After competing in the 184-pound weight class last year, he is moving up to 197 this season. Although the adjustment might be difficult for some, Koll said that the sophomore, who is nicknamed “rope” for his ability to wrap his body around opportunities, has tremendous athleticism which will enable him to adjust to the new weight class. Rinaldi, who said he has “never really been stronger than anyone [he’s] wrestled against anyway,” added that he will use his strong mat sense to foil the competition.
“Out-muscling is not going to cut it [in college wrestling],” said senior co-captain Travis Lee. “I think [Jerry’s] done a lot better with his technique and adapting his style to college wrestling, and that’s the biggest adjustment that high school kids have to go through.”
One thing’s for sure, Rinaldi, who was ranked 18th in national preseason polls for his weight class, will have plenty of support not only from coaches and friends at Cornell, but also from home. Koll said that when the team faced off against Penn on the road last year, if there were 1,000 people in the stands, 500 were Quaker fans, 100 were Red fans and 400 were Rinaldi supporters.

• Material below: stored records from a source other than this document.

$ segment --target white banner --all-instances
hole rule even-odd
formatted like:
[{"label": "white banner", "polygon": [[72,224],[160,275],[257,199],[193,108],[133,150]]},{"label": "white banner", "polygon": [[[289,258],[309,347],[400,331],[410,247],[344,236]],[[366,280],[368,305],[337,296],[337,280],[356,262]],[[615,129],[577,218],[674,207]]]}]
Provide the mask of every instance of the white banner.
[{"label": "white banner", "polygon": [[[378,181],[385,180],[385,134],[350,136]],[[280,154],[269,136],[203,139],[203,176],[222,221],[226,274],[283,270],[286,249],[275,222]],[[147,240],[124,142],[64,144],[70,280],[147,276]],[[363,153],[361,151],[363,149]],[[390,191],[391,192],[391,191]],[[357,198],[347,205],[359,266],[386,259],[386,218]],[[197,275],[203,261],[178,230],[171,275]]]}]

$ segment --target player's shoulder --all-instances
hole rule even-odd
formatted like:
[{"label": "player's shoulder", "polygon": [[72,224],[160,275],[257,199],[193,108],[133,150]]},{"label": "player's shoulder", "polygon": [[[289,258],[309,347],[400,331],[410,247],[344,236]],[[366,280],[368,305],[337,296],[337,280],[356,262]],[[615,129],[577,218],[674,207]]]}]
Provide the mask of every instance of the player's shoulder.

“It’s nice to see a kid who, when he has that kind of support [and] has the people tell him how great you are, [that] it doesn’t get to his head,” Koll said.
Rinaldi said that the support gives him an extra boost and is an important aspect of his success. But while he is away from Lodi, Rinaldi has been adopted and supported by a new family — the Cornell Wrestling program.
“People in my town are an extension of my family because everyone knows everyone. It’s kind of what it is here. I don’t feel so far away from home because I have so much support here,” Rinaldi said. “Everyone’s work ethic is tremendous so if everyone keeps working, keeps progressing, I don’t see why we can’t be a top five team.”